Irene laughed. “The affair only lasted a week before he couldn’t stand it anymore, and he insisted upon making an honest woman of me.”
“So that’s why you never fired off any stern lectures at me about what happened at Lisle,” Clara murmured, thinking it out as she spoke. “I wondered at the time.”
“I couldn’t do that, could I? It would have been terribly hypocritical. Oh, listen—I can hear the bells. We’re nearly there.”
The carriage pulled into Southwick Crescent and stopped as close to the doors of St. John’s Church as the throng of vehicles would allow. Torquil’s driver rolled out the steps, and Irene and Clara stepped down to find Henry waiting for them on the church steps.
They signed the book in the vestry and gave their names to the ushers. As acquaintances of the groom, they were led to a pew on the right side of the church, and rank having its privileges, that pew was very near the front, right behind the groom’s family, which gave Clara an almost perfect view of Rex.
Lucky her.
He was standing by his friend, impeccably dressed in formal black morning coat, pale gray waistcoat and cravat, and darker gray striped trousers. Golden head bent, he was listening to Lionel as the shorter man murmured something in his ear. It must have been something amusing, for as he tilted back his head, the sight of his laughing face was as devastatingly handsome as she remembered.
The knot in her stomach pushed upward, pressing against her chest, so hard and painful that she could scarcely breathe.
And then he saw her, and as all the laughter went out of his face, Clara felt as if a fist was squeezing around her heart. It took every scrap of pride she possessed to keep her face expressionless, hold his gaze for two full seconds, and then look away.
The organ music, which had been soft and subdued, changed in tone, informing the guests that the ceremony was about to commence, and with the first notes of the wedding march, Clara moved into a blessed state of numbness.
She scarcely heard the vicar’s gentle lectures from the Book of Common Prayer, and the marriage vows of the bride and groom. Perhaps it was because she’d now accepted that she would never give those vows herself, or perhaps it was because she was tougher than she’d ever thought possible, but Clara somehow managed to get through the entire ceremony without coming apart.
Afterward, she walked with Irene and Henry to the home of the bride and her parents a block away, and even with Rex’s broad-shouldered form scarcely a dozen feet in front of her, Clara was able to remain tightly leashed and numb. Nonetheless, once they reached Hyde Park Square, she could only be grateful that a receiving line did not include a groom’s best man.

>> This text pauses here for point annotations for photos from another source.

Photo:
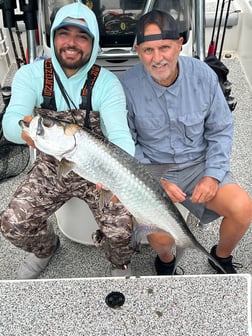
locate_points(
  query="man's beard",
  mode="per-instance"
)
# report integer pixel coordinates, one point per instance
(72, 65)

For the wedding breakfast, long tables had been arranged in the ballroom, and as had been true for the ceremony, seating was based on rank. This placed Clara at the very first table in front of the bridal party, and since Dina and Lionel had chosen to sit at the head of their table rather than the center, Rex’s seat was right in front of her. As she sat down, she could only be thankful that custom required a woman to keep her hat on during a wedding breakfast and that wide-brimmed leghorns were in fashion.
Avoid wide-brimmed hats unless you are in the sun, for though such hats may be fashionable, they prevent young men from looking into your eyes, and eyes are the windows to the soul.